Two similar pieces of legislation introduced last month in the House and Senate that would extend tax relief to homeowners who are underwater on their mortgage loans have been referred to committees and are waiting to be heard.

Congressman Tom Reed (R-New York) introduced the Mortgage Forgiveness Tax Relief Act of 2015 (H.R. 1002) on February 13, and that bill is now being heard in the House Committee on Ways and Means. Two weeks later, Senators Debbie Stabenow (D-Michigan) and Dean Heller (R-Nevada) introduced a similar bill (S. 608), which is currently in the Senate Banking Committee. Both bills would extend relief to homeowners on forgiven mortgage debt – the remaining mortgage balance when a borrower sells a home in a short sale to avoid foreclosure. The bills would allow homeowners to exclude the forgiven debt from federal income tax forms and not report it as earned income.

Without such legislation, distressed and underwater homeowners would be required to report the amount of mortgage debt forgiven in a short sale as taxable income.

“It is bad enough that so many families in Michigan are faced with mortgages that now exceed the value of their home,” Stabenow said. “But to add insult to injury, without this bipartisan legislation, families willing to work with their lenders will have to pay hundreds or thousands of dollars in additional income tax when they sell or refinance their home. That’s just wrong.”

This is not the first time Stabenow and Heller have introduced legislation to help distressed homeowners. In June 2013, the two Senators introduced a similar bipartisan bill to give distressed homeowners tax relief on forgiven mortgage debt.

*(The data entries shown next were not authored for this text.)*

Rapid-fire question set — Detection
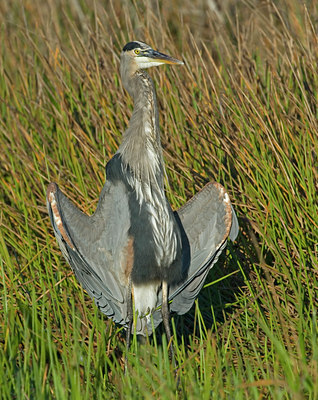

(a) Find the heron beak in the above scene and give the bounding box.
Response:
[143,50,183,65]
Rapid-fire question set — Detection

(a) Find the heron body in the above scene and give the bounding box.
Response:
[47,42,238,335]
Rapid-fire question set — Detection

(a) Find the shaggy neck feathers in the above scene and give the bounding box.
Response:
[118,71,164,190]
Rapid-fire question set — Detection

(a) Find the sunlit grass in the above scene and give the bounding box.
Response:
[0,0,318,399]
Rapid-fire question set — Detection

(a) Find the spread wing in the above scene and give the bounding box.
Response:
[47,180,238,334]
[47,182,130,324]
[148,183,239,332]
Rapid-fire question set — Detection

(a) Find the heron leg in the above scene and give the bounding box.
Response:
[161,281,175,364]
[125,276,134,374]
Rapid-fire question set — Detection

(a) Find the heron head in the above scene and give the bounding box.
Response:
[120,41,183,81]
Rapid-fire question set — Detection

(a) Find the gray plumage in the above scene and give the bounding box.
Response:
[47,42,238,335]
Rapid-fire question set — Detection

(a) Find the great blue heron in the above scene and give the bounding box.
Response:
[47,41,238,360]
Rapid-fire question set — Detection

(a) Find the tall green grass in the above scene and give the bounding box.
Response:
[0,0,318,399]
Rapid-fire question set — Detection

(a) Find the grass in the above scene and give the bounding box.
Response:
[0,0,318,399]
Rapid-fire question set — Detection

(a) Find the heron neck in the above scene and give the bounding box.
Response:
[118,71,164,188]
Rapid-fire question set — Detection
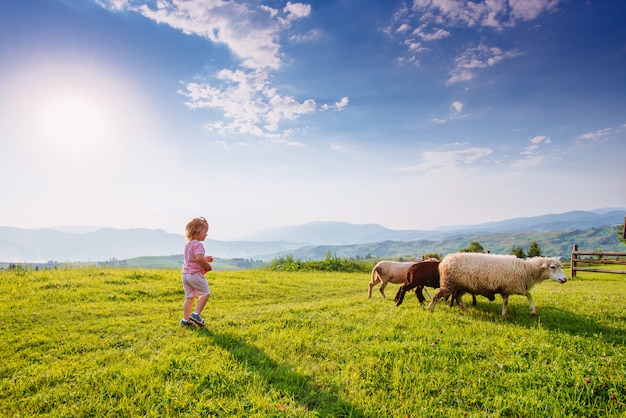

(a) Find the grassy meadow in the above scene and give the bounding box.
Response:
[0,267,626,417]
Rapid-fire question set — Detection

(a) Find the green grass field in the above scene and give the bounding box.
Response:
[0,268,626,417]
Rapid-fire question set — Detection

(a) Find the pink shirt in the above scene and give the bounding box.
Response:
[183,239,204,273]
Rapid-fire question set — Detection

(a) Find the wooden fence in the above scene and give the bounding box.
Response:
[572,244,626,277]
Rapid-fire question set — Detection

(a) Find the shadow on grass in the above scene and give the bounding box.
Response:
[203,329,365,418]
[458,299,626,346]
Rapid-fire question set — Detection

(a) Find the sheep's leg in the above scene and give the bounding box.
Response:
[428,289,452,311]
[450,292,467,311]
[415,286,428,305]
[502,295,509,316]
[394,286,406,306]
[526,292,537,315]
[367,276,380,299]
[378,280,387,299]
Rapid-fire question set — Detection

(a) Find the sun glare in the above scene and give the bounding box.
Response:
[34,90,112,154]
[8,63,141,158]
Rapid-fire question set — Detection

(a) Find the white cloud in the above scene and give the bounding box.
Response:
[179,70,317,138]
[320,97,350,111]
[385,0,560,84]
[511,135,558,168]
[413,24,450,42]
[450,100,463,113]
[576,128,613,144]
[100,0,334,140]
[398,147,493,172]
[448,44,520,84]
[411,0,560,28]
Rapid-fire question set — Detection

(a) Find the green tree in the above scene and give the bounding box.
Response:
[526,241,541,257]
[617,219,626,244]
[511,247,526,258]
[461,241,485,253]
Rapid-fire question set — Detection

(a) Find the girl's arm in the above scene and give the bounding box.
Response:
[196,254,213,271]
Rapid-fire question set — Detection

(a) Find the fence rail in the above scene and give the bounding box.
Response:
[572,244,626,277]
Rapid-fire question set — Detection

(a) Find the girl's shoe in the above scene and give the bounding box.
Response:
[189,312,204,327]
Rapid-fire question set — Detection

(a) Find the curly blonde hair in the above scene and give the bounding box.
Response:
[185,217,209,241]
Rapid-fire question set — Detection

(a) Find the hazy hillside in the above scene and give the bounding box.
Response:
[240,209,626,245]
[282,226,626,260]
[0,209,624,263]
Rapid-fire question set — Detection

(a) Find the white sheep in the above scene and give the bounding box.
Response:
[367,260,415,299]
[428,253,567,315]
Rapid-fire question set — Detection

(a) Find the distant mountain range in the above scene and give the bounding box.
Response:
[0,208,626,263]
[239,208,626,245]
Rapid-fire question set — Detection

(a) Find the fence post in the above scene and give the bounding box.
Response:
[570,244,578,279]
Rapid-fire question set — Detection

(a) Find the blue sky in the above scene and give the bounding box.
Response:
[0,0,626,239]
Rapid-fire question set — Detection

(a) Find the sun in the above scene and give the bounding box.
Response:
[7,63,134,158]
[33,88,111,155]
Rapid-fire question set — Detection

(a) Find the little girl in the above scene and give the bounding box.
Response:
[180,218,213,327]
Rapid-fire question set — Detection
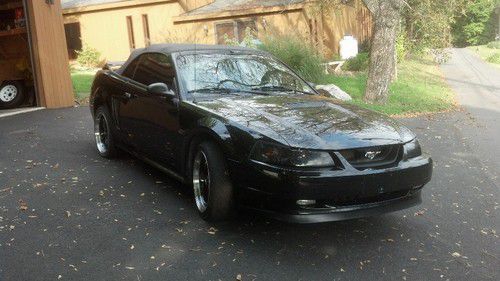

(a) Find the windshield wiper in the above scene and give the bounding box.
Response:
[252,86,313,95]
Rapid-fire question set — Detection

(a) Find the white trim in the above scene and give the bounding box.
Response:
[0,107,45,118]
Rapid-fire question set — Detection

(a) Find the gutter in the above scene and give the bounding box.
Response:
[63,0,177,16]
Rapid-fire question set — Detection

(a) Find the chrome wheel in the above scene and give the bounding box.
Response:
[94,114,109,154]
[0,85,19,102]
[193,151,210,213]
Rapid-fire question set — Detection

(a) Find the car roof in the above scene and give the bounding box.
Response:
[142,44,262,54]
[117,44,267,74]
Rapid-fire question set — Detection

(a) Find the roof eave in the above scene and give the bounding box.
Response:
[173,3,307,24]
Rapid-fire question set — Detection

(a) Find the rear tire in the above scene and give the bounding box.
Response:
[0,81,26,109]
[94,106,118,159]
[191,142,234,222]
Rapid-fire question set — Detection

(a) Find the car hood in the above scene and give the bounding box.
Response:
[196,95,415,150]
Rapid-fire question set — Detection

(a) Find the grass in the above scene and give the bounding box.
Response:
[467,45,500,67]
[71,70,95,101]
[67,58,456,116]
[323,55,456,116]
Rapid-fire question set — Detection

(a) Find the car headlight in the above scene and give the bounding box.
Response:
[404,139,422,159]
[250,142,335,167]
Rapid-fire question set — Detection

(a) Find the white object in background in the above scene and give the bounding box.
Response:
[340,35,359,60]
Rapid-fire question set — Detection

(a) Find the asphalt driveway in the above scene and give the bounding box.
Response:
[0,48,500,280]
[0,104,500,280]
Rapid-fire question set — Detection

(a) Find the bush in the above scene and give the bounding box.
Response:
[486,41,500,49]
[486,54,500,64]
[453,0,496,47]
[342,53,370,71]
[396,32,408,63]
[76,44,101,67]
[259,35,324,83]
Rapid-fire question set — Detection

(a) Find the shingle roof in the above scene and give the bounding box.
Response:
[183,0,307,16]
[61,0,130,9]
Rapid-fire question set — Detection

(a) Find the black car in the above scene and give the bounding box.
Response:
[90,45,432,223]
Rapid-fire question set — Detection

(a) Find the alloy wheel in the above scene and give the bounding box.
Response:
[193,151,210,213]
[0,85,18,102]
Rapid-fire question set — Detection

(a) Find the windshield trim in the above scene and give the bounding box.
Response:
[171,49,319,101]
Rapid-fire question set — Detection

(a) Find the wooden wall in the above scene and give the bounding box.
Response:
[26,0,74,108]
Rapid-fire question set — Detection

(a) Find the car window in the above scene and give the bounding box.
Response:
[123,58,140,79]
[133,54,175,89]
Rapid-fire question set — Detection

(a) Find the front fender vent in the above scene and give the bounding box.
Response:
[339,144,403,170]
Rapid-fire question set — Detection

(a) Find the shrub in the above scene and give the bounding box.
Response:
[396,32,408,63]
[342,53,370,71]
[486,41,500,49]
[259,35,324,83]
[486,54,500,64]
[76,44,101,67]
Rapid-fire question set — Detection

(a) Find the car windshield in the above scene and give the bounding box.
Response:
[177,53,314,99]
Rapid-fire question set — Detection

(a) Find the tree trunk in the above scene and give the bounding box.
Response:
[364,0,404,103]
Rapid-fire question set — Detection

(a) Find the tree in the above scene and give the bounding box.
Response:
[318,0,405,103]
[453,0,500,47]
[363,0,405,103]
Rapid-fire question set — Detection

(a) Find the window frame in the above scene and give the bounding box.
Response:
[122,52,180,97]
[141,14,151,47]
[214,18,259,44]
[125,16,137,50]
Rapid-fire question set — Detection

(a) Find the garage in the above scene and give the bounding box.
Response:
[0,0,74,109]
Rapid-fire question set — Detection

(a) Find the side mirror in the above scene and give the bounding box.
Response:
[148,83,175,98]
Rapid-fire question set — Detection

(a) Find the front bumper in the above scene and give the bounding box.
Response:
[230,156,432,223]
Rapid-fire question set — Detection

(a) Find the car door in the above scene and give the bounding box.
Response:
[127,53,180,171]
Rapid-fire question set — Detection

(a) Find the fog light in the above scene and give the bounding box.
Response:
[297,200,316,206]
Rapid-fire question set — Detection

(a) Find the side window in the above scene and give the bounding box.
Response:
[134,54,175,89]
[122,58,140,79]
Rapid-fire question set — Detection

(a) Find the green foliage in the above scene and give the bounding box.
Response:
[486,41,500,49]
[342,53,370,71]
[402,0,460,51]
[76,44,101,68]
[486,54,500,64]
[453,0,496,47]
[321,55,456,116]
[396,32,409,63]
[259,35,324,83]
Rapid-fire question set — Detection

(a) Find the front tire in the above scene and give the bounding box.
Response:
[192,142,234,222]
[0,81,26,108]
[94,106,117,159]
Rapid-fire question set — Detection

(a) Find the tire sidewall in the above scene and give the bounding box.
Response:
[0,81,26,108]
[94,106,116,158]
[191,142,235,221]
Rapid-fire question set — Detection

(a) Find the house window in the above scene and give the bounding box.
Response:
[64,22,82,59]
[215,22,236,45]
[142,14,151,47]
[215,20,257,45]
[127,16,135,50]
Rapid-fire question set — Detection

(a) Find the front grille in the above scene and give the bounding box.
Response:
[339,145,403,170]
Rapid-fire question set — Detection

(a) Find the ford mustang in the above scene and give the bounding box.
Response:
[90,44,432,223]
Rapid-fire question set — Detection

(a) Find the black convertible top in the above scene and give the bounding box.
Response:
[117,44,265,74]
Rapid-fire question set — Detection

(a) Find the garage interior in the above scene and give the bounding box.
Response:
[0,0,74,109]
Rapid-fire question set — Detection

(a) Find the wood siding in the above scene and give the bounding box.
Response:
[26,0,74,108]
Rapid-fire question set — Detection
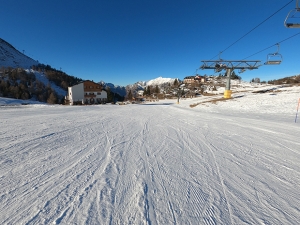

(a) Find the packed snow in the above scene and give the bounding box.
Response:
[0,86,300,225]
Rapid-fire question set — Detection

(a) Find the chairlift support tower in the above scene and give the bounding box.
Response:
[200,59,261,98]
[284,0,300,28]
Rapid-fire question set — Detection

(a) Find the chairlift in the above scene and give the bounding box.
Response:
[284,0,300,28]
[265,44,282,65]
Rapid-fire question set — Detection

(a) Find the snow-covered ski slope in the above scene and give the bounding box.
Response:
[0,87,300,225]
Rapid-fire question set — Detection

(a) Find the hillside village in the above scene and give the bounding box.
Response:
[0,39,300,105]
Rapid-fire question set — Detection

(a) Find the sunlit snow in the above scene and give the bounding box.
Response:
[0,83,300,225]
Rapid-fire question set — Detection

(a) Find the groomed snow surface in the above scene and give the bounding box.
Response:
[0,87,300,225]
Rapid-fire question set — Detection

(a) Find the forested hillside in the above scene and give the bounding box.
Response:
[0,64,82,104]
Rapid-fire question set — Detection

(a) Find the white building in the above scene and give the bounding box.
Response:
[66,80,107,105]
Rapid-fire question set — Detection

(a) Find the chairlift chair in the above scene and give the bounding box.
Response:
[284,0,300,28]
[265,44,282,65]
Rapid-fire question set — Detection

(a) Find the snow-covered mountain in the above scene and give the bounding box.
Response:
[0,38,38,69]
[145,77,176,86]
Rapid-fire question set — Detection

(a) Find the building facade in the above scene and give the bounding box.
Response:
[66,80,107,105]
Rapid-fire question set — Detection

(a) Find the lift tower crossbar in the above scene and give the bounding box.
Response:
[200,59,261,98]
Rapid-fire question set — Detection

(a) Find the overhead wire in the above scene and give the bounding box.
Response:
[242,32,300,60]
[210,0,294,60]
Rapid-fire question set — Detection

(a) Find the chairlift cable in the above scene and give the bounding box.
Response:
[210,0,294,60]
[242,32,300,60]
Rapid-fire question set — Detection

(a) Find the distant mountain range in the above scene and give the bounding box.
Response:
[0,38,180,96]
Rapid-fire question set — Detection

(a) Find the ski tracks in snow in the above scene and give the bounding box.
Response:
[0,105,300,225]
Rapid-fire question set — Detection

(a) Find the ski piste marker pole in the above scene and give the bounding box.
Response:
[295,98,300,123]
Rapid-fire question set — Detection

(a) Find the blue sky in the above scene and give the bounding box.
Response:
[0,0,300,85]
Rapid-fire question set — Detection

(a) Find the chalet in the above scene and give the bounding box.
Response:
[66,80,107,105]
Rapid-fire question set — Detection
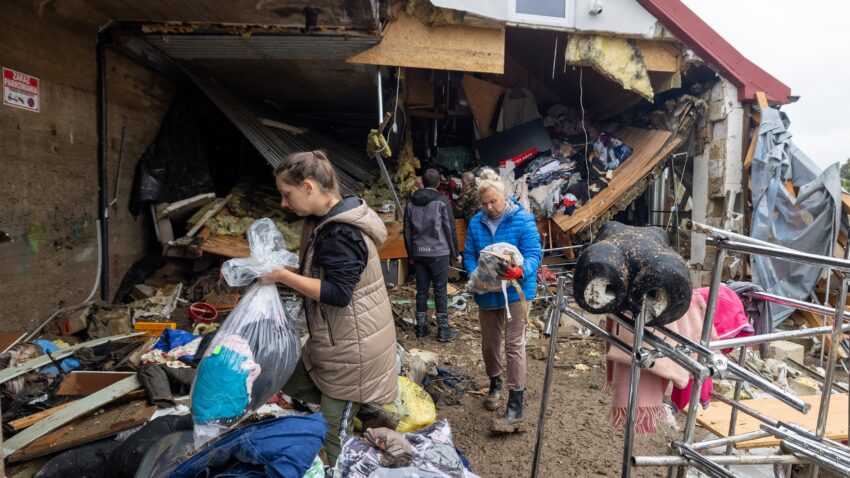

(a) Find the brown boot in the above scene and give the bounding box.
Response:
[484,375,502,412]
[490,390,525,433]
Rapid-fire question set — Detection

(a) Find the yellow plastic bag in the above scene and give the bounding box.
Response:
[383,376,437,433]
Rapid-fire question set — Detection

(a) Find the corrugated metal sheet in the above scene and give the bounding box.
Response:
[189,72,377,194]
[145,34,380,60]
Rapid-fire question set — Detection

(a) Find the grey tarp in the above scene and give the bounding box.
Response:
[750,108,841,324]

Just before Christmas last year, President Obama signed into law H.B. 5771, which retroactively extended 55 tax provisions – including one for distressed homeowners similar to the one that the bills recently introduced by Reed, Stabenow, and Heller. One of those 55 provisions was an extension of the Mortgage Forgiveness Debt Relief Act of 2007, originally signed into law by President George W. Bush, which relieved distressed homeowners from having to pay taxes on forgiven mortgage debt for the three calendar years of 2007 through 2009. That tax exemption was extended three more years until the end of 2012 with the Emergency Economic Stabilization Act of 2008, and it was extended until the end of 2013 with the American Taxpayer Relief Act of 2012. H.B. 5771 retroactively extended the tax break on forgiven mortgage debt until the end of 2014.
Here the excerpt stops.